The Clinton Herald, Clinton, Iowa

CNHI News Service Originals

June 5, 2013

New Acura RLX can steer, brake, accelerate on its own

A few months ago I wrote about how research is being done that will allow cars to drive themselves someday soon.

Little did I know how quickly autonomous cars would hit the market, though.

Recently, I drove the 2014 RLX, Acura's new flagship sedan that can, in the right situations, completely drive itself — braking, accelerating and even steering without human input.

Granted, it's limited in scope and thus not the driverless car of science fiction lore, but it's the closest thing I've experienced to date. And it's already reality, available at any Acura dealer to customers who can afford the $12,000 premium that the Advance Package adds to the base $48,450 RLX.

First, some background.

The RLX is the replacement for Acura's nearly irrelevant RL luxury sedan, which sold just a few hundred copies last year. While it was a good value by luxury-brand standards, the RL was seen as too small and too bland to get noticed by the end of its lifespan.

The new RLX is designed to fix all that. It starts with a much bigger footprint, making it significantly longer and wider than the RL was, along with more contemporary styling.
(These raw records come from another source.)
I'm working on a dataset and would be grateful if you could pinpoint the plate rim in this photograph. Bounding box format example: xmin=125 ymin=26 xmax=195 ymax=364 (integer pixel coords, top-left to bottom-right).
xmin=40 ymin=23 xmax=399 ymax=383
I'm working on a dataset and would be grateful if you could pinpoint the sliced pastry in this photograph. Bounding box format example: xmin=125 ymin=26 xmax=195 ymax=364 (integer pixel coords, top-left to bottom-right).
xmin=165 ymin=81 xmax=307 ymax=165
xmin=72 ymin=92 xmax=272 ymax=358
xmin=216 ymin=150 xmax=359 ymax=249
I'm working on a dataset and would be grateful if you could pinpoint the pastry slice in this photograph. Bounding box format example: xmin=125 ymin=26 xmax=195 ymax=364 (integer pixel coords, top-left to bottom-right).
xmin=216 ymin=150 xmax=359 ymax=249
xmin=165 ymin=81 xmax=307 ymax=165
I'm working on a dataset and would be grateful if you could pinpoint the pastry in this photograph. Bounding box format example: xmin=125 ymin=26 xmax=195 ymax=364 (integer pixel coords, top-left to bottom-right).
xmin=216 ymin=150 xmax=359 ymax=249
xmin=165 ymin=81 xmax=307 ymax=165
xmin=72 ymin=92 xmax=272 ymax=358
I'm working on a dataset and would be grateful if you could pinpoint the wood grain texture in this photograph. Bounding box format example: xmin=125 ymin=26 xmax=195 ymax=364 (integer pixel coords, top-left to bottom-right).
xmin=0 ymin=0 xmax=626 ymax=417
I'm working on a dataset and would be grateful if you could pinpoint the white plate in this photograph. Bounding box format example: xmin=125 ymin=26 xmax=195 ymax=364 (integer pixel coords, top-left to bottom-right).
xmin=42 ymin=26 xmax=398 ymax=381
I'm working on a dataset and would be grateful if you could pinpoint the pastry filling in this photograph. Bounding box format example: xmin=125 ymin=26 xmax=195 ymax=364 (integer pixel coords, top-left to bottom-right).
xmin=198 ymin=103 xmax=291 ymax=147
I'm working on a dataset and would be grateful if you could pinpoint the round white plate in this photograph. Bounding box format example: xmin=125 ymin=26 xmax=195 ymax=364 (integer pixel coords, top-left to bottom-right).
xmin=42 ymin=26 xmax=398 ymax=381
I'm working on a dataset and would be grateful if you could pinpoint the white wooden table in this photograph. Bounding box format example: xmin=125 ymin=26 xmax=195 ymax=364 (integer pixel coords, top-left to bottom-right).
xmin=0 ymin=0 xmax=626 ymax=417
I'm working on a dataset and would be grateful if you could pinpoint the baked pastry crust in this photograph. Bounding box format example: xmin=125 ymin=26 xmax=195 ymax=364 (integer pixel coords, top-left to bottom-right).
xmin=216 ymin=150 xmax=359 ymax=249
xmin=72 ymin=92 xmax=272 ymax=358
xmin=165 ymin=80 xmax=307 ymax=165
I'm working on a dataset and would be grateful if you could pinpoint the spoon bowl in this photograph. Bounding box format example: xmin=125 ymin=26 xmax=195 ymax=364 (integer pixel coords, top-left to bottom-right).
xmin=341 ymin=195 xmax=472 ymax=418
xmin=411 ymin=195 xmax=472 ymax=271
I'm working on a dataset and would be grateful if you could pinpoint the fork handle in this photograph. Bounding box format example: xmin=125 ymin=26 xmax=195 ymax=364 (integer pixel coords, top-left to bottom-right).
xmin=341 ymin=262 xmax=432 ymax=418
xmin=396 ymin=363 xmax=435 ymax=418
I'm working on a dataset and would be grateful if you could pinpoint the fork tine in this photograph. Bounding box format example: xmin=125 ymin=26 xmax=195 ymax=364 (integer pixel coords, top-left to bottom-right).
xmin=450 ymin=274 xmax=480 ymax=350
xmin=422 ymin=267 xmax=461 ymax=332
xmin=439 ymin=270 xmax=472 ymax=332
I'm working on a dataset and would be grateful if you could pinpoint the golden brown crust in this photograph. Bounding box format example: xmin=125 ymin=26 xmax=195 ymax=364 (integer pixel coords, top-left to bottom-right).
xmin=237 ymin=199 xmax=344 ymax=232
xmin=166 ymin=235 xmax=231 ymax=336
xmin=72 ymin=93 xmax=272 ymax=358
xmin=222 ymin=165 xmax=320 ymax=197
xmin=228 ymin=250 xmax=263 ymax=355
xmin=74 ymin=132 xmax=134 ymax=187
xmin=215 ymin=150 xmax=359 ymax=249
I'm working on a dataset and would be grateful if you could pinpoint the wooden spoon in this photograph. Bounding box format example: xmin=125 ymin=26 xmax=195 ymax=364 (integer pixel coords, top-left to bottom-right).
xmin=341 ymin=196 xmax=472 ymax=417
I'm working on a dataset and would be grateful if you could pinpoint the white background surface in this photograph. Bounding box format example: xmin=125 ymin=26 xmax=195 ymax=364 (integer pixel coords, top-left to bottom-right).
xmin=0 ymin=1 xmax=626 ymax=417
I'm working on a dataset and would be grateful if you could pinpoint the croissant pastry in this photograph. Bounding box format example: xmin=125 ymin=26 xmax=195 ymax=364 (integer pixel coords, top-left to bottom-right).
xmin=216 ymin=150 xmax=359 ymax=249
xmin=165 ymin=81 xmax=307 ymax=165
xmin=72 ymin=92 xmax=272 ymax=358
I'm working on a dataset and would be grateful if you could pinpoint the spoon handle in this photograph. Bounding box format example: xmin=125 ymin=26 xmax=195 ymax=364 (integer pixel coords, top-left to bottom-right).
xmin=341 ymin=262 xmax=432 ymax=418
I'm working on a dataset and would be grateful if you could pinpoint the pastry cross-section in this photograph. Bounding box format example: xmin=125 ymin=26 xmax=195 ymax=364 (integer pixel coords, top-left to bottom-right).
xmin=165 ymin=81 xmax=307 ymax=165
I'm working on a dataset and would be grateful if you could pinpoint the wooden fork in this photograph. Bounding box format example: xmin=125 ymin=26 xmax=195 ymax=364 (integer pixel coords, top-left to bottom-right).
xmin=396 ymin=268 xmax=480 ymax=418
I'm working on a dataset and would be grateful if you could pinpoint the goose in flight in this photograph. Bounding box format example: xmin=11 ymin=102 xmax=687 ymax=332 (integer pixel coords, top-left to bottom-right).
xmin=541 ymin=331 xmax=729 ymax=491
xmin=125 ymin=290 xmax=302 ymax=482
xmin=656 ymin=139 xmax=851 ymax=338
What Acura calls a "Jewel Eye" headlight design makes it particularly distinctive on the front end.

While the look and size are big improvements, the overall driving feel still doesn't stand out in this class. Its V6 engine makes 310 horsepower — powerful, but not over-the-top powerful — and its suspension has a nice mix of sportiness and comfort. 

As a whole, it's got a middle-of-the-road driving feel, having neither the sumptuous smoothness of a Lexus nor the thrill of a BMW. It seems to be a safe, predictable choice for the Acura brand.

Where it really excels is in technology, though. You'd have to visit an Acura dealer to get the full rundown, but features like rear-wheel steering, in-car e-mail and a computerized dash layout with acres of high-resolution LCD displays make the car look like something out of a sci-fi movie set.